GLM 4.7 advances Z.ai's model lineup with targeted improvements in the areas that matter most for modern development workflows: coding, tool usage, multi-step reasoning, and frontend generation. As the full-scale 4.7 model, it sets the capability ceiling for the generation while GLM-4.7-Flash and FlashX variants serve speed-sensitive workloads.

Frequently Asked Questions

  • What are the main improvements in GLM 4.7 over previous GLM models?

    Coding, tool usage, and multi-step reasoning. It also uses a more natural conversational tone and shows improved frontend development results in this generation.

  • What is the difference between GLM-4.7, GLM-4.7-Flash, and GLM-4.7-FlashX?

    GLM-4.7 is the full-scale variant with maximum capability. GLM-4.7-Flash is optimized for faster inference with reduced capability.

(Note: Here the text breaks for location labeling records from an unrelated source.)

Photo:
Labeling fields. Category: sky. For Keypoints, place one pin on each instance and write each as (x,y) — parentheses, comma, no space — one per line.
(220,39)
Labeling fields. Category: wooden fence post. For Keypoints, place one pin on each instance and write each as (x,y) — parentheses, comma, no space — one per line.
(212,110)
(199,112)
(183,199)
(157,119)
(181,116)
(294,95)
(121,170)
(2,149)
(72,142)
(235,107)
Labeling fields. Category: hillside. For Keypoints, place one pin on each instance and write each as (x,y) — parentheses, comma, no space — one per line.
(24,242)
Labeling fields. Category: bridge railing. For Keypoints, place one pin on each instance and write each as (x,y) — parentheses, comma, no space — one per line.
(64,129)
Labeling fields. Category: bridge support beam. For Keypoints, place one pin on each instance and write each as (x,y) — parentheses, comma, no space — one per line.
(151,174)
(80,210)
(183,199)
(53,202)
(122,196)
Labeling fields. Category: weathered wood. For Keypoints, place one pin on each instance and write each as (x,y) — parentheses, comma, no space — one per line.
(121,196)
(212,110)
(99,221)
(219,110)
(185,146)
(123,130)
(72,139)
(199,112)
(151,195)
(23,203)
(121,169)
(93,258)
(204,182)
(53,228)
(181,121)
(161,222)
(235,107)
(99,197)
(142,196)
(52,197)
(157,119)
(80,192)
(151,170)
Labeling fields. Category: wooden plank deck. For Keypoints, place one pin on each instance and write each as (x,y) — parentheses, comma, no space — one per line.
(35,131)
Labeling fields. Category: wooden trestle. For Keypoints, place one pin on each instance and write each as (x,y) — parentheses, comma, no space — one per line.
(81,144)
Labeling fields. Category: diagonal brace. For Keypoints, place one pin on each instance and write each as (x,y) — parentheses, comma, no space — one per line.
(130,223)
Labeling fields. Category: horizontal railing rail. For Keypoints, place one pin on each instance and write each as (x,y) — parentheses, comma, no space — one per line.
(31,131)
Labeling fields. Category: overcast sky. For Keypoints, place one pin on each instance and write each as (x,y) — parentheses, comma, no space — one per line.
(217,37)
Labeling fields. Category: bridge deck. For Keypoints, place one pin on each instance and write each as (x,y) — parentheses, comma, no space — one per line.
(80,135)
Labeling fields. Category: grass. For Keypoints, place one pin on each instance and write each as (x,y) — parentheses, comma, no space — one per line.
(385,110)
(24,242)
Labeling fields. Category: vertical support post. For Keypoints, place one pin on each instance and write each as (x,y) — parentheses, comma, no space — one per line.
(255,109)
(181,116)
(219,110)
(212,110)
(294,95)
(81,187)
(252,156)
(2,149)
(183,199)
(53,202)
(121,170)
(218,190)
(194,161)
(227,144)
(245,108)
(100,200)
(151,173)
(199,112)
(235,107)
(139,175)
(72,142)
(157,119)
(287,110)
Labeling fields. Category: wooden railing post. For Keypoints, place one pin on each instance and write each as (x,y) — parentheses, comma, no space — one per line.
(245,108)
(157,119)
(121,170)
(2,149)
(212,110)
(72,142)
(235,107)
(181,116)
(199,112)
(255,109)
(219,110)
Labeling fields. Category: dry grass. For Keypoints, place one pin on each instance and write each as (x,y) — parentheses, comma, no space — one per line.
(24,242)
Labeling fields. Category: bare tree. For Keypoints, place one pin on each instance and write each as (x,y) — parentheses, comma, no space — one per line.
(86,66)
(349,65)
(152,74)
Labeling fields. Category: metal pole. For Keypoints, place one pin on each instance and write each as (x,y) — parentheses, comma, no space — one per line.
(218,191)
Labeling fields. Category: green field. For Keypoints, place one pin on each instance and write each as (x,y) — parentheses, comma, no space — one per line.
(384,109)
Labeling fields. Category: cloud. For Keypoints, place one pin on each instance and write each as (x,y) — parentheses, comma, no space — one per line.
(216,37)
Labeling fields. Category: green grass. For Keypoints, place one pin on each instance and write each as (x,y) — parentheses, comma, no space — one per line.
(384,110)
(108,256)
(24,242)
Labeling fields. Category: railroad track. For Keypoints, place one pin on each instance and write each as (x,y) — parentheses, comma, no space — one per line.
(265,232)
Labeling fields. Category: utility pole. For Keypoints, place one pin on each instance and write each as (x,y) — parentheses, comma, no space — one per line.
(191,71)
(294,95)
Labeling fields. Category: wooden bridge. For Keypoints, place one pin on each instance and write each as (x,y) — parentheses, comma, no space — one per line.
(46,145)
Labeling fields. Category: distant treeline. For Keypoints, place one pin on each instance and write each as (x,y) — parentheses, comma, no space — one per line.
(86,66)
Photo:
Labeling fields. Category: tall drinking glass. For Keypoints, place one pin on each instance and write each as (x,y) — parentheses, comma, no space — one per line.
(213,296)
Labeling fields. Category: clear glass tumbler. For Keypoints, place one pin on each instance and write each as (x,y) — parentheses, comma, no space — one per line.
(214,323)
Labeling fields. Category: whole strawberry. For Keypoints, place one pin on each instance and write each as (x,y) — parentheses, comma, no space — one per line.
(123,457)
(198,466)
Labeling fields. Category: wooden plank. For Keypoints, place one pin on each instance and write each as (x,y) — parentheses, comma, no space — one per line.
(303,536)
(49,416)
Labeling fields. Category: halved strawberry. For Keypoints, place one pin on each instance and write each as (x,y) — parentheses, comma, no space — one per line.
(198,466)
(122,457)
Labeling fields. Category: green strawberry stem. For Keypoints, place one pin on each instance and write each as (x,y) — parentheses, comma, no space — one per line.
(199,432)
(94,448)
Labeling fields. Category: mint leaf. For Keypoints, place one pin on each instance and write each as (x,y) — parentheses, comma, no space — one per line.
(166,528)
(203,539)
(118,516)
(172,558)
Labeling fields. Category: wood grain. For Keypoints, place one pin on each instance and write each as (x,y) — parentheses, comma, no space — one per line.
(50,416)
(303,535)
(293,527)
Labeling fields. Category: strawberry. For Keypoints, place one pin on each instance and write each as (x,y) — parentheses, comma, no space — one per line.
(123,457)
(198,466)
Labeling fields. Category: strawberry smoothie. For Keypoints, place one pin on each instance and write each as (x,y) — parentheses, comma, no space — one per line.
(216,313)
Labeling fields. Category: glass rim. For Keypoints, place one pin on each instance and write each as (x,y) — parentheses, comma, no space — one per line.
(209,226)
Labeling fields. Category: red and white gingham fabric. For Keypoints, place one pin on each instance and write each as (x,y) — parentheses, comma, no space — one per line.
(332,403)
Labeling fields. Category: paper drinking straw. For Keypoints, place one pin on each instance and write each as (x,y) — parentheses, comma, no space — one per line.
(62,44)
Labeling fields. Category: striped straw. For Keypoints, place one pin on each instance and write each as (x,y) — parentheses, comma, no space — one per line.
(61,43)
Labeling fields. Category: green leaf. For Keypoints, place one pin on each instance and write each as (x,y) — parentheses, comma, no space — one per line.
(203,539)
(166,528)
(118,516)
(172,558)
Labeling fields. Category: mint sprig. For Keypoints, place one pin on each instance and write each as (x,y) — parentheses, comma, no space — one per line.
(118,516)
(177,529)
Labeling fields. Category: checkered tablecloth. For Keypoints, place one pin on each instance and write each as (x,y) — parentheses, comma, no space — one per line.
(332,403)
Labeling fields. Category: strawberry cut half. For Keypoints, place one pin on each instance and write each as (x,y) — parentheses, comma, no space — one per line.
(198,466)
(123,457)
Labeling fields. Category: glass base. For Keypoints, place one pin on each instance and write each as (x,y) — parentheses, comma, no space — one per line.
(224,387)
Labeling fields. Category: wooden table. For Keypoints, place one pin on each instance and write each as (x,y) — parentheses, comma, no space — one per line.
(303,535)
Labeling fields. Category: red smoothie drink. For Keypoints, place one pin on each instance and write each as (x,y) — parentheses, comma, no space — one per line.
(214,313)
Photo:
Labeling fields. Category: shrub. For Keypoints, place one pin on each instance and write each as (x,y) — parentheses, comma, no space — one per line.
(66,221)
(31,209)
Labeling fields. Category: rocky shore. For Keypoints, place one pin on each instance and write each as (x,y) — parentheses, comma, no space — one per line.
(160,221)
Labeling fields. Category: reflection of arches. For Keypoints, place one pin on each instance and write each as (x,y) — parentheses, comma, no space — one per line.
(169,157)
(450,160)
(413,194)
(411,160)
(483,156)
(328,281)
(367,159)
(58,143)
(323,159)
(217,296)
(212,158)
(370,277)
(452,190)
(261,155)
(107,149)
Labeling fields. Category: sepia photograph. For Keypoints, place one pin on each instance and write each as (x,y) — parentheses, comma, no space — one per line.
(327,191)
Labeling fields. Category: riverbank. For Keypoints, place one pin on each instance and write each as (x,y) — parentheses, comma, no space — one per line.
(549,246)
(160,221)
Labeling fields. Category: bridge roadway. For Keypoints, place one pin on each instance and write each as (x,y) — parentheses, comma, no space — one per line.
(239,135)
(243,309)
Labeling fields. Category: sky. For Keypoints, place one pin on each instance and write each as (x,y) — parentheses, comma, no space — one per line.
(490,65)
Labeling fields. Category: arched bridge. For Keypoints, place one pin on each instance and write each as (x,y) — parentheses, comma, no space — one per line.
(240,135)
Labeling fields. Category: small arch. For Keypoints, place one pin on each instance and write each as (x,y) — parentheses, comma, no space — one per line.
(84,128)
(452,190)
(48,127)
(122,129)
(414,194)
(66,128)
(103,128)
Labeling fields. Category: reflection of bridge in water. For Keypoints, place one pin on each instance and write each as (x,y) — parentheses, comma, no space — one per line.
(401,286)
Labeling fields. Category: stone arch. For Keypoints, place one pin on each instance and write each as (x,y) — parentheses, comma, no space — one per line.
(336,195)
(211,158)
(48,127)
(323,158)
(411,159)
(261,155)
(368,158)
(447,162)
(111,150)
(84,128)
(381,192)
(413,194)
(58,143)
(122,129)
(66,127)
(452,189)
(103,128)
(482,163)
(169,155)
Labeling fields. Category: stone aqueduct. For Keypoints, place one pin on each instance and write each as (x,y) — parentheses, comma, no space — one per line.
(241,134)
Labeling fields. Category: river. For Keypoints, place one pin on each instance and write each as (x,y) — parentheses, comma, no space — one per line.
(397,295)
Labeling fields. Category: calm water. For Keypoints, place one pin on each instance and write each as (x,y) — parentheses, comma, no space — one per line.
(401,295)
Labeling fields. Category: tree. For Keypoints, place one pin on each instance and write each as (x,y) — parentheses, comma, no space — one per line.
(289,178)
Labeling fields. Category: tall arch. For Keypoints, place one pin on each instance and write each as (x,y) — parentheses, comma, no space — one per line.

GLM-4.7-FlashX provides the fastest inference tier in the generation. All share the same API surface.

  • Is GLM 4.7 good for frontend development?

    Yes. Z.ai cites improved frontend development results as a key change in this model generation.

  • What is the context window for GLM 4.7?

    204.8K tokens.

  • How do I authenticate with GLM 4.7 through AI Gateway?

    AI Gateway provides a unified API key. Configure it in your environment and use the model identifier to route requests. No separate Z.ai account is required, though BYOK is also supported.

  • How does GLM 4.7 handle multi-step agentic tasks?

    Multi-step reasoning is a core improvement in this generation. The model maintains better coherence across extended tool-use sequences and planning steps compared to earlier GLM models.

  • What providers serve GLM 4.7 through AI Gateway?

    GLM 4.7 is available through zai, novita, deepinfra, cerebras, bedrock. AI Gateway handles routing and automatic retries across providers.